With politicians and commentators of all persuasions expressing their views about possible Brexit scenarios, the University’s preparations are being stepped up for a scenario in which the UK departs the EU on 29 March with no agreement and no transition arrangements.

Whatever your personal views about the prospect of ‘no deal’, I’m sure we can all agree the importance of considering the possible consequences for the University, its staff and students and of being as prepared as possible. Members of the Executive Board are leading several strands of work as we review preparations and monitor political developments. Heads of Departments have also been asked to provide input on any specific areas of risk not already covered. In the short term, we are identifying the concrete steps we need to take to enable the University to continue to operate effectively and minimise disruption.

Colleagues in HR have been providing support and advice with 240 people so far attending immigration presentations and 197 receiving individual immigration advice sessions. Advice and guidance for staff and students is being reviewed and updated as new information emerges, such as the announcement made by the Prime Minister about waiving the fee for the so-called ‘EU Settlement Scheme’:

There has been widespread speculation about disruption to travel which might affect students abroad on placements or staff travelling on University business around 29 March. Advice is being prepared and will be provided to colleagues or students who are concerned.

Delays at ports could also create problems for supply chains.
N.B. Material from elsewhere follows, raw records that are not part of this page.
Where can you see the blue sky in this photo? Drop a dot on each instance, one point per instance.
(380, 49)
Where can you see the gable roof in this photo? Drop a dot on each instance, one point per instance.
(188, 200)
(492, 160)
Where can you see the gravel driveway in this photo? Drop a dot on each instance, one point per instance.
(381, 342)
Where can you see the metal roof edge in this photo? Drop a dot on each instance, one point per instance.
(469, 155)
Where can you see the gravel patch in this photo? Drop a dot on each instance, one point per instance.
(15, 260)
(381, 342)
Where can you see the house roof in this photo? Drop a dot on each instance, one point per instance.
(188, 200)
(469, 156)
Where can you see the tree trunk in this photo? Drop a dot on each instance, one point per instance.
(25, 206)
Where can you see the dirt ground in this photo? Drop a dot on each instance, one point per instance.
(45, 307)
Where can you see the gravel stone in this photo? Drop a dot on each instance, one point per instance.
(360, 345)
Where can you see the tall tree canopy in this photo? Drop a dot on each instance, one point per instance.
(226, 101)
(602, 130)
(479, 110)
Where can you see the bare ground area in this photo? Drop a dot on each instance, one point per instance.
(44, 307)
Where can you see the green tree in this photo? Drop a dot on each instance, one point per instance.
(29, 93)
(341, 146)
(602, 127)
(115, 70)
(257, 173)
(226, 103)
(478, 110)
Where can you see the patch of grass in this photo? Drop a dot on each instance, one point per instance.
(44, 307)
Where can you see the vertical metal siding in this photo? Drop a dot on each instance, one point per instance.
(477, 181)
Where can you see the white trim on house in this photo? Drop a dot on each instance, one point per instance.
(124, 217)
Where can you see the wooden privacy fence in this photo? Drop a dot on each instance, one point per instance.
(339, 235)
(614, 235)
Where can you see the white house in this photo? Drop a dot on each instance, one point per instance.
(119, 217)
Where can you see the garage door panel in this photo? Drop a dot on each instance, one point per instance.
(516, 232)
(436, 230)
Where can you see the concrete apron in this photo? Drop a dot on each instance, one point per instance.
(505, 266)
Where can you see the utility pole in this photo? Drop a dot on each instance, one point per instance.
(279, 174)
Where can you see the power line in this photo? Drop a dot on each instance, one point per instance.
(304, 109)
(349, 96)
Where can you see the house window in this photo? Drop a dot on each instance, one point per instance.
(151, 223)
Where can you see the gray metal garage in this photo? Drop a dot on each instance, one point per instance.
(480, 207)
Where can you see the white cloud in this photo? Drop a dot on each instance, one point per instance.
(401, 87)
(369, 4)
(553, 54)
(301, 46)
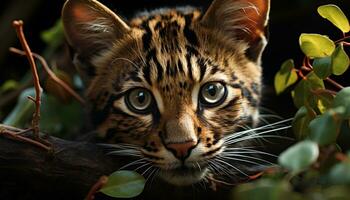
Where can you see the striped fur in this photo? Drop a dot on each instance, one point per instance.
(172, 53)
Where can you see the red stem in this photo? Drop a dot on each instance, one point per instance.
(18, 25)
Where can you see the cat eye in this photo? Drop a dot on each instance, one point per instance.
(139, 100)
(213, 94)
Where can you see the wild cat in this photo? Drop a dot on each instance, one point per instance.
(173, 88)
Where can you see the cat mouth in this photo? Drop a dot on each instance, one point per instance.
(184, 175)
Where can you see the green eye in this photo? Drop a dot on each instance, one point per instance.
(139, 100)
(213, 93)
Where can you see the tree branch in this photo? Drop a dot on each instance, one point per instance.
(68, 172)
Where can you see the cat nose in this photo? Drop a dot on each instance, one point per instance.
(181, 150)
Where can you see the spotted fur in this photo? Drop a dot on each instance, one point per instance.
(171, 53)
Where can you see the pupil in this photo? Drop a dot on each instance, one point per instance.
(212, 90)
(141, 97)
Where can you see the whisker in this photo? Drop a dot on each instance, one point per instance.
(139, 161)
(231, 140)
(238, 134)
(228, 164)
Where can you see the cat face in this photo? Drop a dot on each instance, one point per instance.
(172, 86)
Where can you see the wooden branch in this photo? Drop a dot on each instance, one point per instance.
(67, 172)
(72, 170)
(52, 75)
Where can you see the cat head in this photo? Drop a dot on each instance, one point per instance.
(173, 84)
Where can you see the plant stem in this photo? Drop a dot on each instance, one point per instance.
(52, 74)
(18, 25)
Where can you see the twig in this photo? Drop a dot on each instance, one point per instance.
(17, 136)
(96, 187)
(52, 75)
(18, 25)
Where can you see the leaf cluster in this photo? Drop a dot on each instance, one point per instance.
(315, 166)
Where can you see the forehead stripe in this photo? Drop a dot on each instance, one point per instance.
(152, 56)
(190, 35)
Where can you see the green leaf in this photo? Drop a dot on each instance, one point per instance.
(315, 45)
(340, 61)
(342, 99)
(335, 15)
(323, 67)
(124, 184)
(324, 101)
(325, 128)
(340, 173)
(286, 76)
(302, 93)
(299, 156)
(301, 122)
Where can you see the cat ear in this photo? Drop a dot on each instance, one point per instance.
(90, 26)
(242, 19)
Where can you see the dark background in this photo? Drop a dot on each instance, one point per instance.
(288, 19)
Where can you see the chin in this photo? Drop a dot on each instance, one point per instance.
(183, 176)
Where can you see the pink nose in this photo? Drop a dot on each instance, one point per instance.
(181, 150)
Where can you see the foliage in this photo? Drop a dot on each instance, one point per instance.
(124, 184)
(316, 165)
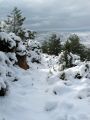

For example Sharp, who manage the University Print Service, are ensuring that there are sufficient spare parts for printers in stock. We’re also in discussions with catering suppliers, Fresh and others in a similar vein.

The Department of Computing Services has thought through the implications of Brexit on where data is stored and is actively planning for possible implications for the web-based applications and systems the University uses.

Whilst these arrangements are focused on the immediate consequences of a “no deal” Brexit, our medium term response to the consequences of the UK’s withdrawal from the EU must consider issues such as research funding, research collaborations, student/staff recruitment and student/staff mobility.

As an example of our determination to remain true to our vision of being ‘an international centre of research and teaching excellence’, the University has established a physical presence in Brussels in partnership with the University of Bristol and others. This will help us to network with key stakeholders and policy makers and raise our profile in Europe. The value of this initiative will be considered in the context of our new Internationalisation Strategy which is being led by Professor Jeremy Bradshaw, Pro-Vice-Chancellor (International and Doctoral), in consultation with colleagues across campus.

Together with my colleagues on the University Executive Board I will do all I can to keep staff and students informed of our short and longer term plans in what seems likely to be a very fluid environment for some time to come. If you have specific suggestions or concerns please do make these known either via your line manager or direct to any member of the Management team.